Und als sie meine Hand berührt, spaltet sich der Himmel und blendendes, feuriges Purpur überflutet die weiße Frau, entzieht sie meinen Blicken. Ich öffne die Augen und schaue in die von Gabi. Tief schaue ich in sie und ich bemerke eine Träne, die über Ihre Wangen rinnt.
"Du bist so...", ich lege meinen Finger auf ihren Mund und küsse sie.
"Und du bist schön."
Sie lächelte, IHR Lächeln.

*

Heute Abend ist mir etwas seltsames passiert. Genau in dem Augenblick, da ich um die Türschnalle griff, legte ich meinen Kopf zurück und schaute in den Nachthimmel. Ein Sternschnuppe fiel und irgendwo in meinem Kopf explodierten einige Gedanken, Erinnerungen und mehr als nur ein Leben zogen an mir vorbei. Lange schon hatte ich keine Sternschnuppe mehr gesehen, eine Ewigkeit dauerte dieser Augenblick des Schnuppens.
Ich ging dann in mein Zimmer und füllte den Kofferraum meines Spielzeugautos mit allen Glasperlen, die ich fand. Zwischen zwei Bänden des Lexikons fand ich eine alte, vergilbte Ansichtskarte. Ich wollte wissen, was unter Sternschnuppe steht, fand aber nur einen freundlichen Hinweis auf Meteore. Doch ich weiß jetzt, daß Edith Piaf mit bürgerlichem Namen Edith Giovanna Gassion hieß, aber genau so schön war, und daß sie nach siebenundvierzig Jahren, neun Monaten und dreiundzwanzig Tagen gestorben ist, ein Jahr, neun Monate und fünfzehn Tage nach meiner Geburt, bei der mein Vater achtundzwanzig Jahre und vier Monate alt war. Meine Mutter war vierundzwanzig Jahre, sieben Monate und vier Tage alt, als sie meine Schwester gebar."

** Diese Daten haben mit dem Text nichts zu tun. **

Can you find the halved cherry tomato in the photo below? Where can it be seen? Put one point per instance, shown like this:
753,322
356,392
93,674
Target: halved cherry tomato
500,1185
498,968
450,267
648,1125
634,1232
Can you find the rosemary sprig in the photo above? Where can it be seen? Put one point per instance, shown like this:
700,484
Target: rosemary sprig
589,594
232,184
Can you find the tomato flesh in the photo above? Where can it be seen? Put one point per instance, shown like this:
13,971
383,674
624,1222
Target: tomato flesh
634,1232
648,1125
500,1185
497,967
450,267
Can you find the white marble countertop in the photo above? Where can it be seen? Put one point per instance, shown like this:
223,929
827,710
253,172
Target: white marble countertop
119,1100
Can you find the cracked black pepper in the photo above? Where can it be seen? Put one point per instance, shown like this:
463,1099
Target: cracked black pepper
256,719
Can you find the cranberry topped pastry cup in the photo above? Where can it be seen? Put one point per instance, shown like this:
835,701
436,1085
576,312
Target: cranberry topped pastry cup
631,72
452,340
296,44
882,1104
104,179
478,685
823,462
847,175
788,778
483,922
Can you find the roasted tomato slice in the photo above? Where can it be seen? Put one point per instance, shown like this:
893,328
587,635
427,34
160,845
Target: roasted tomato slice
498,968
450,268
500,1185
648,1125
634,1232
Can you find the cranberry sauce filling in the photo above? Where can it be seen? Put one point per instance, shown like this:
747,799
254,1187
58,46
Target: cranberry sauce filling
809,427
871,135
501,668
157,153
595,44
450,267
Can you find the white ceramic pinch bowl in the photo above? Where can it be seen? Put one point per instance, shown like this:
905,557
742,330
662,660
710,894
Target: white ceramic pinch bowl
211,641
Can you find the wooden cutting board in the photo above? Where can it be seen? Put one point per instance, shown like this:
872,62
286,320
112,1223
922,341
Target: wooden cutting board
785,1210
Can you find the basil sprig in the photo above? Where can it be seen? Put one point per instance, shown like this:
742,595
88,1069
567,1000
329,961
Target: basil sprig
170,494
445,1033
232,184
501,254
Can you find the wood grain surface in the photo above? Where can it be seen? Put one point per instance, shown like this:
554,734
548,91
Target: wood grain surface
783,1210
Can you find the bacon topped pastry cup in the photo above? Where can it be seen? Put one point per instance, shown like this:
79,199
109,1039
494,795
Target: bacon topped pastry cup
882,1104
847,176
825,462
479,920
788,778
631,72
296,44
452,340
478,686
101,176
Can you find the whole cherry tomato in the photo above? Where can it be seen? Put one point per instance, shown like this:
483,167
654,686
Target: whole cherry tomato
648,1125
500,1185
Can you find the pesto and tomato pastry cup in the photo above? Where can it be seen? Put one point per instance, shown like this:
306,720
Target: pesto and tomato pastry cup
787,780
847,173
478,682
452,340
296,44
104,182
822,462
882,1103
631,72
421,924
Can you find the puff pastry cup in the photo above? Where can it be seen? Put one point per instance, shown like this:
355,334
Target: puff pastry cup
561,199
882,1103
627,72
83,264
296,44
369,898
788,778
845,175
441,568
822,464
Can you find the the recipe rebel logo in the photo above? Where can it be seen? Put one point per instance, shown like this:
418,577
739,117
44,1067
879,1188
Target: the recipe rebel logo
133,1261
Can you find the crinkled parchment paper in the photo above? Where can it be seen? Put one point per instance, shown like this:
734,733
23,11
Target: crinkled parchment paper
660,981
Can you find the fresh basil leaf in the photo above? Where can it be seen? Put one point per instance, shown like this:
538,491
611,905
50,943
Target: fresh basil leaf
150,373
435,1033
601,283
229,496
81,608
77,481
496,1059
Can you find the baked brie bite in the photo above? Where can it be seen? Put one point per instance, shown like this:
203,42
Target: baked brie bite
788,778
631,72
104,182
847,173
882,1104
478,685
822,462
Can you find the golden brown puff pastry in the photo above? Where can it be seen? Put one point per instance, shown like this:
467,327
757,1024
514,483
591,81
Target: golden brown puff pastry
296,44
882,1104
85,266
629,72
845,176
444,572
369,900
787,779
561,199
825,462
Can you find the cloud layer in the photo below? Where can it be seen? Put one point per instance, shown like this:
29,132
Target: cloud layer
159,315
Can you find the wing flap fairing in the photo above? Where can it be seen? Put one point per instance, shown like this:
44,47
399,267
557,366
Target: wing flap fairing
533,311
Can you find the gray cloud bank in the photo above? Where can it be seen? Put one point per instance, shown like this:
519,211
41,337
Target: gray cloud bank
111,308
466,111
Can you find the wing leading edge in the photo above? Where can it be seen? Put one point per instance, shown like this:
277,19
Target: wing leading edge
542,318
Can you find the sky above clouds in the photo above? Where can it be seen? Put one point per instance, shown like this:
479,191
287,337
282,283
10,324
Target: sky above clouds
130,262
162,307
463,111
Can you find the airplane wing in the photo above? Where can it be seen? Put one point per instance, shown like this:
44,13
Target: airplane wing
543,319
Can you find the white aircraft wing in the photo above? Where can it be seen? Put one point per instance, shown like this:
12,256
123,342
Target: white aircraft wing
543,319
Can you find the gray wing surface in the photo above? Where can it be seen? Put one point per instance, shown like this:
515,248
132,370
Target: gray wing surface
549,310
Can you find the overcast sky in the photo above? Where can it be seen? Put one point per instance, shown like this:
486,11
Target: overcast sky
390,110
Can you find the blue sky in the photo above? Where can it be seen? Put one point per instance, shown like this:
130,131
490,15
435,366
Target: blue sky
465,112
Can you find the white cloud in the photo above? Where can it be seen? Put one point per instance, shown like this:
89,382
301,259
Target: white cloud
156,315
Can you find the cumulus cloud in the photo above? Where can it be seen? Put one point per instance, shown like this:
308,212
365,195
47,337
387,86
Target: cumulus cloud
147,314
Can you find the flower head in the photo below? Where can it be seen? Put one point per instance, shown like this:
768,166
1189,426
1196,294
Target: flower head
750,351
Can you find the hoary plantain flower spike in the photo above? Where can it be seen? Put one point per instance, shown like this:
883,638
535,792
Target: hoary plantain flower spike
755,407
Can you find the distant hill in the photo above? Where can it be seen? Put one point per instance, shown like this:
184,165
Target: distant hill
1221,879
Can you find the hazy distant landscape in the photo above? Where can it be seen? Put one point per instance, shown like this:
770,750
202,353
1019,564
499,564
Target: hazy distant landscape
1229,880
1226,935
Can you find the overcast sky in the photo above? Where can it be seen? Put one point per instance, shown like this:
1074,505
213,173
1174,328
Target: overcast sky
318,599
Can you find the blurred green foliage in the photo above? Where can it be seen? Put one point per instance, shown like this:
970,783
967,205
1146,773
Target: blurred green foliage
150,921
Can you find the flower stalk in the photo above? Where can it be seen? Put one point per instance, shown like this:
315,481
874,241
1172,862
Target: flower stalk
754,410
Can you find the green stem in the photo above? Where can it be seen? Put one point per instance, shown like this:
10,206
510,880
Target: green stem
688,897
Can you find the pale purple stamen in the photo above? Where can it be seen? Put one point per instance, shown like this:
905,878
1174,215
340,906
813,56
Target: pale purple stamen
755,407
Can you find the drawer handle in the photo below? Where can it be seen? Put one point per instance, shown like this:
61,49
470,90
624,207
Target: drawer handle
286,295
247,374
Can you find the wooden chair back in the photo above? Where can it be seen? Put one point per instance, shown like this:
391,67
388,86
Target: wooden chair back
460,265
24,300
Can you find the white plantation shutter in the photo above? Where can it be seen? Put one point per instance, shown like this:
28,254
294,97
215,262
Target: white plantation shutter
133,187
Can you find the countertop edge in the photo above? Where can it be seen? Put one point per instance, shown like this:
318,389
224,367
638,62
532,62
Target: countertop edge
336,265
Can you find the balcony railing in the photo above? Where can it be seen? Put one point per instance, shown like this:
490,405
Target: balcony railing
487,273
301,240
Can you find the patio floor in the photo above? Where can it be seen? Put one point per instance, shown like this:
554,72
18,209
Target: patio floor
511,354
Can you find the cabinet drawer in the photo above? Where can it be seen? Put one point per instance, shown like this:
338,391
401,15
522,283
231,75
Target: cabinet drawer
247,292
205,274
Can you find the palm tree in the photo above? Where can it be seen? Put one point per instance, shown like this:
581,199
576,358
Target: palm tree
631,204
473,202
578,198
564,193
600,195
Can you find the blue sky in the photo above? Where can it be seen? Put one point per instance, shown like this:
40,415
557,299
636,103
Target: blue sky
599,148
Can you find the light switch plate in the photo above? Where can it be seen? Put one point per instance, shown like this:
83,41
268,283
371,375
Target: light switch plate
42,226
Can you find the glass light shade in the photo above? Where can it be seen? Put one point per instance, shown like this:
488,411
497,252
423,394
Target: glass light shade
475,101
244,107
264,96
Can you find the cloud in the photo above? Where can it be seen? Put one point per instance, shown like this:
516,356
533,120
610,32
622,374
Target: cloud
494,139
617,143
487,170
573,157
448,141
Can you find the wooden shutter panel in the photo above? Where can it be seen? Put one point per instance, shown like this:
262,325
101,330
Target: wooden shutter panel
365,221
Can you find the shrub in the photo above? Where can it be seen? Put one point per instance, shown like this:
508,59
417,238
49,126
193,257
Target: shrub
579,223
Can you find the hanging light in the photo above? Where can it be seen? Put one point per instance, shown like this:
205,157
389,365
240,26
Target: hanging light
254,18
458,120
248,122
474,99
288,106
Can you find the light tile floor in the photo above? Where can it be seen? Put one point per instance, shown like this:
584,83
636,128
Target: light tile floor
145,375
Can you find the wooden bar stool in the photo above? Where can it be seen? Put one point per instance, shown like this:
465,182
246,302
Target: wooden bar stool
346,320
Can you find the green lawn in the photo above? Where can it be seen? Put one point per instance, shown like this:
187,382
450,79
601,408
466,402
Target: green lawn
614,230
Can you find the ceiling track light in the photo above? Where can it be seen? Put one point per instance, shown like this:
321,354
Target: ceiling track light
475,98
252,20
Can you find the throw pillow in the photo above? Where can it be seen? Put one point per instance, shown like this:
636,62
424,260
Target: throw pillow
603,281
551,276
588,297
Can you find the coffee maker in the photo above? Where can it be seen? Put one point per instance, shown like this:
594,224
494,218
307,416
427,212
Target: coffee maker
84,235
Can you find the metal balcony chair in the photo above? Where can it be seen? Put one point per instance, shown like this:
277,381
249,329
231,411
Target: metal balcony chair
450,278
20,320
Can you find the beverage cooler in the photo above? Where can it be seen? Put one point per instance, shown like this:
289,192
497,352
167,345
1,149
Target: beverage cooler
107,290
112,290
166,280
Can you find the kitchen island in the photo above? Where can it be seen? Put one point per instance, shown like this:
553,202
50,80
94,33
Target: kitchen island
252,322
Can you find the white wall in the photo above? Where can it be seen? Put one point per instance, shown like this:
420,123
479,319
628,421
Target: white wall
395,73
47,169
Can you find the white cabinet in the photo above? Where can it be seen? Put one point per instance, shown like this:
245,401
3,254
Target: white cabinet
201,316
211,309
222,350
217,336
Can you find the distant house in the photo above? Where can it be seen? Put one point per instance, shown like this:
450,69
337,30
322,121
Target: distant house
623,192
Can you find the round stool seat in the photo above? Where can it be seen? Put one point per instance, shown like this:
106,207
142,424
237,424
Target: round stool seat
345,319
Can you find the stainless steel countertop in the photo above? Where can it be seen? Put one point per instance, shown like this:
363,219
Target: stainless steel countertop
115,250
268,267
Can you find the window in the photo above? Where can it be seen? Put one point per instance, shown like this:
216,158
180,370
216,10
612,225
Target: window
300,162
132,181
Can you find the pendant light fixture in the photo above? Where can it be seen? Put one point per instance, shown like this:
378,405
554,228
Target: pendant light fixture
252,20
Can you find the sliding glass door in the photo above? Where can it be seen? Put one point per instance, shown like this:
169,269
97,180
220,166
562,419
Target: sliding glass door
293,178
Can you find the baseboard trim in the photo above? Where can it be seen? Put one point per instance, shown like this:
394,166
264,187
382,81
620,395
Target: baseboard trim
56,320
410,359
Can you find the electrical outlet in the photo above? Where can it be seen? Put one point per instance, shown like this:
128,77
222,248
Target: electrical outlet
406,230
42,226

"Weshalb hast du das alles ausgerechnet ?"
"Weiß ich nicht, so zum Spaß vielleicht. Vor einem Jahr, als ich also das letzte Mal eine Sternschnuppe sah, war ich viel aktiver. Aber vielleicht sieht das nur die Erinnerung so, sie merkt sich nur die Zeiten, in denen etwas geschieht, die lange Zeit dazwischen geht verloren."
Gabi nippt an ihrem Glas, hockt auf dem Sessel und schaut verträumt zur Decke.
"Was tust du ?"
"Ich trinke meinen Kaffe und schaue dich an."
"Nein, was arbeitest du, wovon lebst du ?"
"ich schreibe."
"Bücher ?"
"...die keiner will."
"Woher kommt dann dein Geld ?"
"Ein kleiner Zeitungsverlag gibt es mir, für kleine unwichtige Geschichten."
Wir sitzen in einem kleinen Café, wo über versteckte Lautsprecher Bachs Brandenburgische Konzerte zu hören sind. Wir sind die einzigen Gäste hier. Um diese Tageszeit haben die Bewohner der Umgebung viel zu tun. Sie wirbeln mit ihren Traktoren und Baggern Staub auf, arbeiten an defekten Maschinen, wischen sich den Schweiß von der Stirn und transportierten mit großen Lastwägen Erde und Schotter irgendwohin. Hier im Café ist die Luft lauer als draußen und in jedem Raum hängt ein großer Ventilator an der Decke, der sich leise surrend dreht.
"Bücher schreibst du auch"
"Ja."
"Wirst du auch über mich schreiben ?"
"Ja."
"Und was ?"
"Das weiß ich noch nicht."
Gabi spielt mit ihrer Halskette, sie läßt die Steinsplitter durch ihrer Finger gleiten, als zähle sie sie.
"Wo warst du letzte Nacht ?"
"Ich bin mit dem Auto herumgefahren."
"Erzähl !"
"Es war noch nicht ganz finster, als ich weg fuhr. Im Norden und im Westen lagen helle Streifen über dem Horizont. der Himmel war hellblau, doch langsam überzogen ihn dunkle Schatten, er wurde grauer. Jetzt sah man bereits einige Sterne. Ich fuhr langsam nach Norden. Über eine kurvenreiche Bergstraße kam ich aus einem engen Tal. Die Nacht war so klar, als ob es geregnet hätte, aus den bewaldeten Tälern hoben sich langsam Schwaden, Dunst, dünne zarte Streifen, die mit grauer Helle vor der schwarzen Silhouette der Landschaft lagen. Ich fuhr über eine kaum befestigte Straße in einen Wald, die Äste der Bäume berührten sich ober mir. Ich hatte ständig das Gefühl, jemand sitze auf dem Beifahrersitz, eine Frau, ein Mädchen, du vielleicht. ich verschmolz mit den Auto, wurde zum Ganglienzentrum eines großen Organismus, meine Hände, meine Beine wurden zu Nervensträngen, ich wurde Fahrzeug, das Auto wurde ich. Und in all dem gab es einen Fremdkörper, einen geduldeten Frauenkörper. Nach einiger zeit bemühte ich mich wieder aufzuwachen und hierher zu fahren."
"Ich habe dich gehört, du hast eine Hand über mich gleiten lassen und gleich danach hast du geschlafen."